WASHINGTON —Wholesale prices shot up 3.2 percent in November, the biggest jump in 34 years, propelled by a record rise in gasoline prices.

The big inflation pickup in the Producer Price Index, which measures the costs of goods before they reach stores shelves, came after wholesale prices inched up by just 0.1 percent in October, the Labor Department reported Thursday.

When volatile energy and food When volatile energy and food prices are removed, all other prices rose by 0.4 percent in November, after being flat the month before. The last time this price barometer registered a bigger increase was one year ago. The pickup in core prices suggested inflation may be seeping into a wider range of goods.

The inflation figures were worse than economists were expecting. They were forecasting overall wholesale prices to go up by 1.5 percent, and core prices to increase 0.2 percent.

Soaring energy prices were mostly to blame.

They leaped by a record 14.1 percent in November.

Gasoline prices posted an all-time high increase of 34.8 percent last month. Diesel fuel prices jumped 35.8 percent and home heating oil soared 31.5 percent.

The inflation report “underscores the violence of the latest energy price shock” and the need for Federal Reserve Chairman Ben Bernanke and his colleagues to be vigilant for any signs that these higher costs are being passed along to consumers in the form of higher retail prices, said Kenneth Beauchemin, economist at Global Insight.

The White House was quick to downplay the inflation surge.

“One report doesn’t make a trend, but of course we’re keeping a watchful eye on it,” said White House press secretary Dana Perino.

“Inflation has remained remarkably low, even in the face of high energy prices,” she added. “We’re confident that chairman Bernanke takes price stability seriously and considers the risk of inflation in the Fed’s policy decisions.”

New applications filed last week for unemployment benefits dropped by 7,000 to 333,000, the lowest level since the middle of November. It was an encouraging sign that the employers aren’t resorting to large-scale layoffs as they cope with an economy whose growth has been slowed by housing and credit troubles.

The figures were close to analysts’ forecasts for claims to dip to 335,000.

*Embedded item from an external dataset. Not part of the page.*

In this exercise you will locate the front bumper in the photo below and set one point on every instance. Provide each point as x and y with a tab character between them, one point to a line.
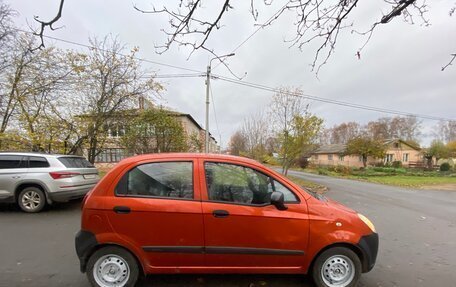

New-job creation has clearly lost speed this year as construction companies, factories, mortgage companies and others slash jobs because of the housing collapse and credit crunch.

Rising inflation could complicate the Federal Reserve’s job of trying to keep the fragile economy expanding and inflation low.

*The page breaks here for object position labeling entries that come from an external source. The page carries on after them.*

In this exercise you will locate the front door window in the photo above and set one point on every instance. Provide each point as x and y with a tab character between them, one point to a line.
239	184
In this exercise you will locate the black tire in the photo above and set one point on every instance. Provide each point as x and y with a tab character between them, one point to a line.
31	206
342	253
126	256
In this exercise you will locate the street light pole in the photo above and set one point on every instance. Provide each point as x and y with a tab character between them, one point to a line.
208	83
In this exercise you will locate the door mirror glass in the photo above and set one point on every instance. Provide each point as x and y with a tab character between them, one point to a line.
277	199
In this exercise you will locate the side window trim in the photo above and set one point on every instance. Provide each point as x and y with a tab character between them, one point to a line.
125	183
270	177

The Fed on Tuesday sliced a key interest rate to 4.25 percent, the third reduction this year, in an effort to prevent the country from falling into a recession. Rate reductions are a bracing tonic for weak economic growth, while rate increases are used to combat inflation.

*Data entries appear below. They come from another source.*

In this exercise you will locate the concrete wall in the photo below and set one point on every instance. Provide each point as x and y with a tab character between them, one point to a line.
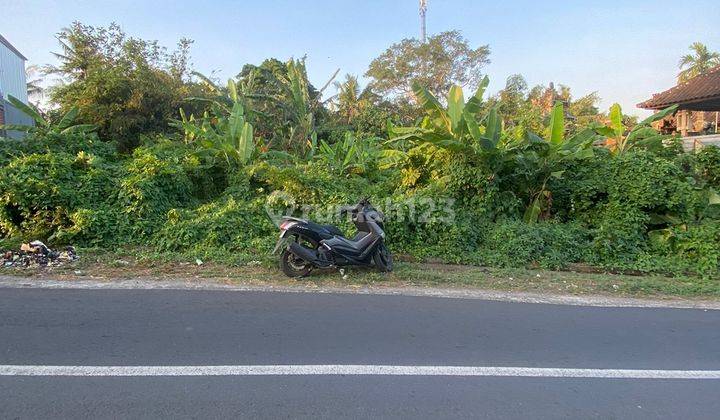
12	74
14	116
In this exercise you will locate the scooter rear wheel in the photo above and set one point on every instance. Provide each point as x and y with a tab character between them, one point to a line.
293	266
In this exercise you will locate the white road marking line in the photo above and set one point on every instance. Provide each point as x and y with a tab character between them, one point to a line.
378	370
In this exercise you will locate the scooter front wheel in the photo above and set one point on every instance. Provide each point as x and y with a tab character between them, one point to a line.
383	258
293	266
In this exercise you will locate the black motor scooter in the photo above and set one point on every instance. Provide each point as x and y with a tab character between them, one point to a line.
307	245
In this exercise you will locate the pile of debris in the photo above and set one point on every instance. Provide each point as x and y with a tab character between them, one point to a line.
38	254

Oil prices, which had neared $100 a barrel, have moderated. But they are still high. High energy prices can slow economic activity and spread inflation if they cause the prices of lots of other goods and services to rise.

“Elevated energy and commodity prices, among other factors, may put upward pressure on inflation,” the Fed warned on Tuesday. The Fed pledged to continue to “monitor inflation developments carefully.”

Some bright spots in the inflation report: food costs were flat in November, after rising by a sharp 1 percent in October. And, costs for electronic computers dropped 2.4 percent.

Prices for many other goods moved higher. Light motor truck prices rose 2.3 percent, the most in one year. Passenger car prices went up 0.6 percent and platinum and gold jewelry rose 2 percent.